Do you have an idea of an alternative way to do the measurement? Please share me your thoughts, I have no ideas left.”
There is a definite a need for objective, consistent color measurement of diamonds, gems, pearls and other precious stones for commercial grading purposes and verifying color uniformity in a set.
Unfortunately, measuring their color is an extremely challenging application because the optical complexity of the samples:
- Typically highly refractive facets throw reflect and refract light in all directions.
- Stones vary from translucent to transparent trapping light within the stone.
- Gems of greatest value tend to be very small and variable in size, making them difficult to place consistently at the measurement port.

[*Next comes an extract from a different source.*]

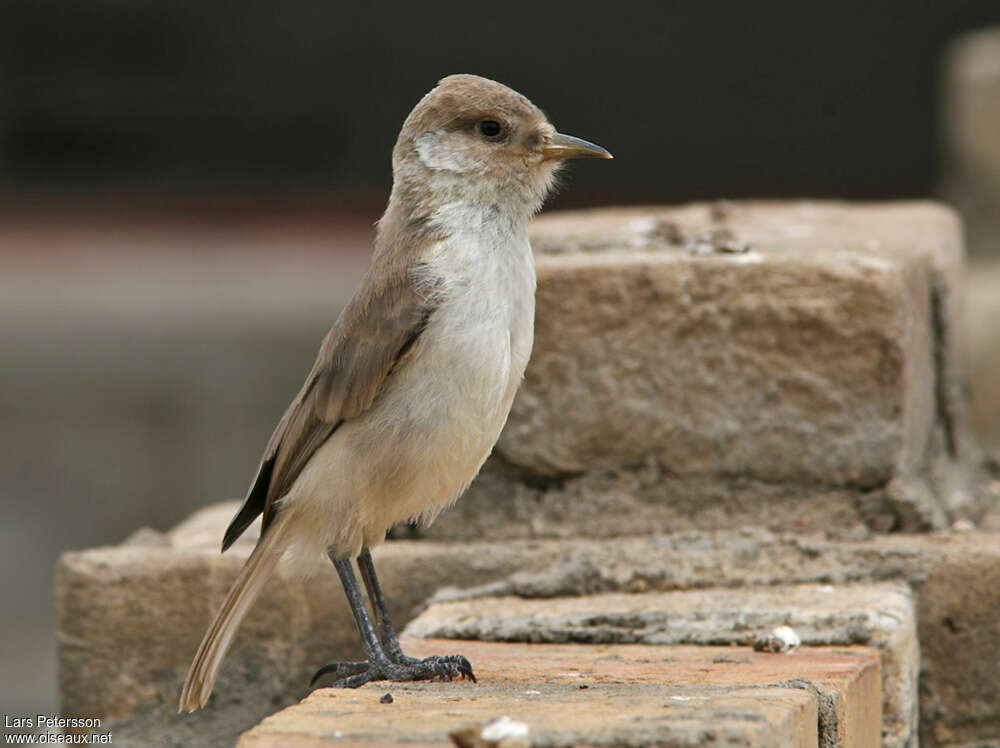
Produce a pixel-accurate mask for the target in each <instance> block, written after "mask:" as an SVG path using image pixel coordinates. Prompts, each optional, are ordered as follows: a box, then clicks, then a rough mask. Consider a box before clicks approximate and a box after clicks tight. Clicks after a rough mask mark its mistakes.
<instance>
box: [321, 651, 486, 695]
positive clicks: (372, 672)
mask: <svg viewBox="0 0 1000 748" xmlns="http://www.w3.org/2000/svg"><path fill="white" fill-rule="evenodd" d="M328 673H333V674H334V676H335V678H336V680H335V681H334V682H333V683H331V684H330V685H331V687H333V688H357V687H358V686H363V685H364V684H365V683H371V682H372V681H379V680H391V681H399V682H403V681H417V680H441V681H450V680H453V679H454V678H461V679H463V680H470V681H472V682H473V683H475V682H476V676H475V674H474V673H473V672H472V665H471V664H470V663H469V661H468V660H467V659H466V658H465V657H463V656H462V655H458V654H456V655H444V656H442V655H433V656H431V657H426V658H424V659H422V660H415V659H413V658H411V657H407V658H406V664H399V663H395V662H383V663H379V664H372V663H369V662H331V663H330V664H328V665H324V666H323V667H321V668H320V669H319V670H317V671H316V674H315V675H314V676H313V678H312V681H311V682H310V684H309V685H310V686H314V685H315V684H316V681H318V680H319V679H320V678H322V677H323V676H324V675H327V674H328Z"/></svg>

- In many cases the color differences are very slight, requiring a highly precise measurement to distinguish subtle differences.
In addition, measurements have to be correlated to existing highly subjective visual grading systems made with the stones viewed under high magnification.
Although they are more uniform in shape and translucent in nature, pearls are equally difficult to measure for color as the geometric characteristic of pearlescence is added to the challenging sample color issues.
While the application is appealing (“Diamonds are a girl’s best friend”), the challenging optical characteristics of the gems, pearls and other precious stones make this application one of the few that current colorimetric instrumentation may not be successful.
If the samples are large enough, relatively uniform in shape and translucent, using a diffuse d/8 sphere instrument with a small viewing area is the best approach. The key to success is first getting a repeatable measurement. Correlation to visual grading is the next step.